The times, however, are changing. The number of magic-born is increasing in the general population. That makes the non-magic-born in power very nervous, because they know that their days are numbered. Especially as more and more so-called normals are sympathetic to the magic born, or even worse, are entranced by their magic.
Elizabeth is caught in the cross-fire when the repressive old guard begins fighting their long rearguard campaign of more suppression and more anti-magic-born propaganda.
First, her secret is discovered by the unofficial leader of the Magic-Born underground in her town. Vadim Bazaroz hunts down Elizabeth with the intent of blackmailing her for her cooperation in stealing fake papers for magic users traveling the Underground Railroad to Canada and Mexico.
He finds himself teaching her the magic that her parents made her suppress. Even worse for Vadim, as the smuggler and borderline addict who keeps the magic zone half livable between bribes and escapes, he finds himself drawn to this strong and fragile woman who hurts herself rather than acknowledge what she is.
When the evil powers-that-be attempt to blackmail her into backing their continued suppression, he helps her fight back in every way possible. Not just because she asks, not even because it’s the right thing to do, but because he’s become more addicted to having her in his life than any drug he ever tried.
Escape Rating A+: Witchlight is the middle book in a trilogy. Conditions for the magic-born get very dark at the end, which means that there will hopefully be light at the end of the next tunnel.
There is both a happy and an unhappy ending at the same time. The romance comes to a heartbreaking HEA, but the world it happens in is going to hell in a handcart on the fast track. It made complete sense that things worked this way, but I want book 3 (currently titled Firewall) NOW.
Elizabeth (Lizzie) and Vadim are a fascinating couple to feature in a romance, because neither of them is terribly sympathetic at the beginning. Lizzie is an upper-crust ice princess, and Vadim fully admits that he is a very bad man.
Except that he’s the bad man running the Underground Railroad. The more of him that is revealed, the more we see that he does very bad things for very good reasons. But he’s definitely of the “ends justify the means” school of thought and action.
His initial plan is to blackmail Lizzie to get her on board with saving their people. It’s the wrong thing to do for some very right reasons. Also, she gets the upper hand and subverts the blackmail into a business deal. She has things that she wants, too. The things that Lizzie wants include Vadim, but not just him.

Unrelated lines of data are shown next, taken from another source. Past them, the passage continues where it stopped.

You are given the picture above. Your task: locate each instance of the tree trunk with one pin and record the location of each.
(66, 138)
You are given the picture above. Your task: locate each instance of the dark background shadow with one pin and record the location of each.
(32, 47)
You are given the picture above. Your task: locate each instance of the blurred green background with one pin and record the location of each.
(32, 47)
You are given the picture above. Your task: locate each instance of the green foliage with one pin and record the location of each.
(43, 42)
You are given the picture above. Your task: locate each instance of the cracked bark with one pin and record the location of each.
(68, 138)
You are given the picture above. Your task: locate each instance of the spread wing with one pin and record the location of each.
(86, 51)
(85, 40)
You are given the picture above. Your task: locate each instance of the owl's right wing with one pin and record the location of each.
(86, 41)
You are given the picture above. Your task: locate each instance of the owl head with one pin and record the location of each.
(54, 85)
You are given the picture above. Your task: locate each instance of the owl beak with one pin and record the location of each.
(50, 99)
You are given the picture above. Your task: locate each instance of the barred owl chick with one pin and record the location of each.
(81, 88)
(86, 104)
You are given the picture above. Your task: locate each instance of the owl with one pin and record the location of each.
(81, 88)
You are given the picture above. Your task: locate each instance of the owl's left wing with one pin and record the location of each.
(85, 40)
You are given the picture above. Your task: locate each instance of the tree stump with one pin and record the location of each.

In order to make some peace with herself she has to deal with her magic, and not just suppress it.
I find the social, political, economic underpinnings of this world utterly fascinating. It’s not just that the author does a terrific job of portraying “Freaktown” and how it works internally, but that we are also able to see the terrible consequences of the magic-born suppression. The political actions all make a certain kind of bad sense. Those in power want to keep their power, and their power is based on fear of the magic-born. As that fear reduces, the old guard lashes out and tries to maintain their hold through fear-mongering and complete separation of the magic born from the general populace. They want to turn the magic-born into “the other” and then demonize them. The powers that be have also created a police state that suppresses non-magic born as well. They are ugly and brutal and just plain wrong. They are also fighting a rearguard action against the tide of history.
They didn’t have to be anywhere near that stupid, but then, the ones afraid of losing their unjust power often are.
As I said, I want Firewall NOW. The overall story arc is building towards an explosive (probably including actual explosions) climax. I can’t wait!